Interformer architecture overview

Masked self-attention (MSA)

The classical self-attention mechanism⁹ permits each node to attend to all other nodes through attention weights, which cannot distinguish between the internal information of ligands and proteins and the information between them. Thus, we use Masked self-attention that restricts certain nodes to attend only to specific designated nodes by a mask M, which is shown in Fig. 5a and can be described as follows:

$${{{\rm{MaskAttn}}}}({{{\bf{X}}}},{{{\bf{E}}}},{{{\bf{M}}}})={{{\rm{softmax}}}}({{{\bf{A}}}}\odot {{{\bf{M}}}}){{{\bf{V}}}},$$

(3)

where M is applied to A through element-wise multiplication denotes by ⊙.

**Fig. 5: The architecture of Masked self-attention and Edge Output Layer modules.**

Intra-blocks

We propose Intra-Blocks to capture the intra-interactions of ligands and proteins better. The Intra-Blocks outputs updated node features ${{{\bf{H}}}}\in {{\mathbb{R}}}^{n\times d}$ through applying MSA to the node features X and the edge features E by an Intra-mask ${{{{\bf{M}}}}}^{{\prime} }$:

$${{{\bf{H}}}}\,=\, {{{\rm{MaskAttn}}}}({{{\bf{X}}}},{{{\bf{E}}}},{{{{\bf{M}}}}}^{{\prime} }),$$

(4)

$${{{{\bf{M}}}}}_{ij}^{{\prime} }\,=\, \left\{\begin{array}{ll}1\quad &{v}_{i}\in {{{{\mathcal{V}}}}}_{{{{\mathcal{L}}}}},{v}_{j}\in {{{{\mathcal{V}}}}}_{{{{\mathcal{L}}}}}\,{\mbox{or}}\,{v}_{i}\in {{{{\mathcal{V}}}}}_{{{{\mathcal{P}}}}},{v}_{j}\in {{{{\mathcal{V}}}}}_{{{{\mathcal{P}}}}};\\ -\inf \quad &{{{\rm{otherwise}}}},\end{array}\right.$$

(5)

Inter-Blocks

To capture the inter-interactions and predict relationships between the atoms of ligand and protein, we employ an Inter-mask M^″ to promote the information exchange between the atoms of ligand and protein:

$${{{{\bf{H}}}}}^{{\prime} }\,=\, {{{\rm{MaskAttn}}}}({{{\bf{H}}}},{{{{\bf{E}}}}}^{{\prime} },{{{{\bf{M}}}}}^{{\prime}{\prime}}),$$

(6)

$${{{{\bf{E}}}}}^{{\prime} }\,=\, {{{{\bf{A}}}}}^{{\prime} }+{{{\rm{FFN}}}}({{{\rm{LN}}}}({{{\bf{A}}}})),$$

(7)

$${{{{\bf{M}}}}}_{ij}^{{\prime}{\prime}}\,=\, \left\{\begin{array}{ll}1\quad &{v}_{i}\in {{{{\mathcal{V}}}}}_{{{{\mathcal{L}}}}},{v}_{j}\in {{{{\mathcal{V}}}}}_{{{{\mathcal{P}}}}};\\ -\inf \quad &{{{\rm{otherwise}}}},\end{array}\right.$$

(8)

The Inter-Blocks outputs updated edge features ${{{{\bf{E}}}}}^{{\prime} }$ by a residual of A from the previous layer, and both layer normalization (LN) and feed-forward network (FFN) are applied to A in each block. Finally, we obtain the updated node feature ${{{{\bf{H}}}}}^{{\prime} }$ by applying ${{{{\bf{E}}}}}^{{\prime} }$ with MSA.

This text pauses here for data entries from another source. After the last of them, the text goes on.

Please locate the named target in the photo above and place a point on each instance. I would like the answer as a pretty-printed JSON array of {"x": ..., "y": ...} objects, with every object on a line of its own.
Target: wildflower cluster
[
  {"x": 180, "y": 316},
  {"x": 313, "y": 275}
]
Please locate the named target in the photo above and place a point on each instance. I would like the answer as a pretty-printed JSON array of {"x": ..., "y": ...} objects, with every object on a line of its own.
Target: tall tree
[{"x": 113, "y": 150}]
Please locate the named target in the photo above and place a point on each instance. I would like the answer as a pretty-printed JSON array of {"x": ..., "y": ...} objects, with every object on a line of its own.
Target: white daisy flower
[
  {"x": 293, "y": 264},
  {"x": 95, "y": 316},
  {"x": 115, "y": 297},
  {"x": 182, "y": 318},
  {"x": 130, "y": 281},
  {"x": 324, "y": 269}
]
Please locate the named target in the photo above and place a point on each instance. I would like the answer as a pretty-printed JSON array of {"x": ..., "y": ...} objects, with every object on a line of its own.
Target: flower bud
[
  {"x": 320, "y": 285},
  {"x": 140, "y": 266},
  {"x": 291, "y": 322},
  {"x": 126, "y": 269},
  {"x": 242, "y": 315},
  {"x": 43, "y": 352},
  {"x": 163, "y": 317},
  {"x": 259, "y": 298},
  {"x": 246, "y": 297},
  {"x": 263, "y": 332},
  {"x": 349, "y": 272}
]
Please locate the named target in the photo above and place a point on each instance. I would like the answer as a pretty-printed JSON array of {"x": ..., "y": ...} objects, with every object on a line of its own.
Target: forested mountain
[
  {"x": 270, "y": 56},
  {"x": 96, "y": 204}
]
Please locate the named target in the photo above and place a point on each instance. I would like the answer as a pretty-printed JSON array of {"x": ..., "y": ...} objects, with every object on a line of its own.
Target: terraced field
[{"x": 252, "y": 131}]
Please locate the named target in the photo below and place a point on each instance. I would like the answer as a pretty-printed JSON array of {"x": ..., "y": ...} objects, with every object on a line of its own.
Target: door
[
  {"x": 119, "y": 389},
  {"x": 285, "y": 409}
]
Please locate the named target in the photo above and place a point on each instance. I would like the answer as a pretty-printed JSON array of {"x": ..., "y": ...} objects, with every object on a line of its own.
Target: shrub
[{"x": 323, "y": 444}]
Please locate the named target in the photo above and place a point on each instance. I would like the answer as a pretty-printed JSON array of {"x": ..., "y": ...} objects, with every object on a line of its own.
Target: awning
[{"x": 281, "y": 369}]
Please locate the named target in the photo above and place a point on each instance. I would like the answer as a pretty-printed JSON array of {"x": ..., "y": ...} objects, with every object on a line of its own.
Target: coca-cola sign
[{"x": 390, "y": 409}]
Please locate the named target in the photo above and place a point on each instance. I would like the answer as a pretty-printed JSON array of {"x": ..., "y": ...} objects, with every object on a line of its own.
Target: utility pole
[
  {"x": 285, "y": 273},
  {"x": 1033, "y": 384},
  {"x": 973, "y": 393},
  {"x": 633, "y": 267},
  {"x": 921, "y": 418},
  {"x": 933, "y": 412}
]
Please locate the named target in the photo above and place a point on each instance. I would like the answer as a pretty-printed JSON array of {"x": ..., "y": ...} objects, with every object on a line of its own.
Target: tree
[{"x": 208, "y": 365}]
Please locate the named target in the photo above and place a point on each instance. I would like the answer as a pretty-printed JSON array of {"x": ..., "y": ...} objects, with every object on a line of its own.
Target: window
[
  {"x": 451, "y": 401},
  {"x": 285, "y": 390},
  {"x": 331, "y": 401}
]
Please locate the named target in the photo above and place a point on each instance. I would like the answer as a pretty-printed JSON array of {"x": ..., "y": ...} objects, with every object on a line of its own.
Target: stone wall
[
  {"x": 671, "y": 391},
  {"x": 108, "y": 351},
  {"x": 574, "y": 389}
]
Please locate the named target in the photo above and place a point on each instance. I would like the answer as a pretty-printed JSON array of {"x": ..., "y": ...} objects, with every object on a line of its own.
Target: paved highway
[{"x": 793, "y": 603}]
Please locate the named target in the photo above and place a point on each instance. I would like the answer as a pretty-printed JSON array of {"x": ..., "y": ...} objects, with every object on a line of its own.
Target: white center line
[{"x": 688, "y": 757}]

Edge output layer for protein-ligand docking

To predict the energy between protein-ligand atom pairs, the fusion of node and edge features can provide a more comprehensive inter-feature. As shown in Fig. 5b, this can be described as follows:

$${{{{\bf{H}}}}}^{a}={{{\rm{FFN}}}}({{{{\bf{h}}}}}_{i}^{{\prime} }{{{{\bf{h}}}}}_{j}^{{\prime} }+\frac{{{{{\bf{e}}}}}_{ij}^{o}+{{{{\bf{e}}}}}_{ji}^{o}}{2}),{v}_{i}\in {{{{\mathcal{V}}}}}_{{{{\mathcal{L}}}}},{v}_{j}\in {{{{\mathcal{V}}}}}_{{{{\mathcal{P}}}}},$$

(9)

where ${{{{\bf{E}}}}}^{o}={{{\rm{LN}}}}({{{{\bf{E}}}}}^{{\prime} }{{{\bf{W}}}})$, W is a learnable weight matrix. Initially, we compute the mean of protein-ligand pairs edge feature ${{{{\bf{e}}}}}_{ij}^{o}$ and ${{{{\bf{e}}}}}_{ji}^{o}$ from the semi-positive matrix E^o. Subsequently, this is enhanced through the addition of pair-wise node features, which are obtained by multiplying each ligand node feature ${{{{\bf{h}}}}}_{i}^{{\prime} }$ with every other protein node feature ${{{{\bf{h}}}}}_{j}^{{\prime} }$ from ${{{{\bf{H}}}}}^{{\prime} }$. At the end, we obtain the protein-ligand inter-features ${{{{\bf{H}}}}}^{a}\in {{\mathbb{R}}}^{| {{{{\mathcal{V}}}}}_{{{{\mathcal{L}}}}}| \times | {{{{\mathcal{V}}}}}_{{{{\mathcal{P}}}}}| }$ by applying a FFN.

Training

The training procedure consists of two stages. Initially, we train the energy model using the crystal structure, which is subsequently employed to generate negative sample poses. Following this, both positive and negative sample poses are used to train the pose score and affinity prediction model. The training objectives of the three modules will be elaborated in greater detail below (additional details related to training data, training protocol, ablation study and hyper-parameters can be found in Supplementary Information Section 1).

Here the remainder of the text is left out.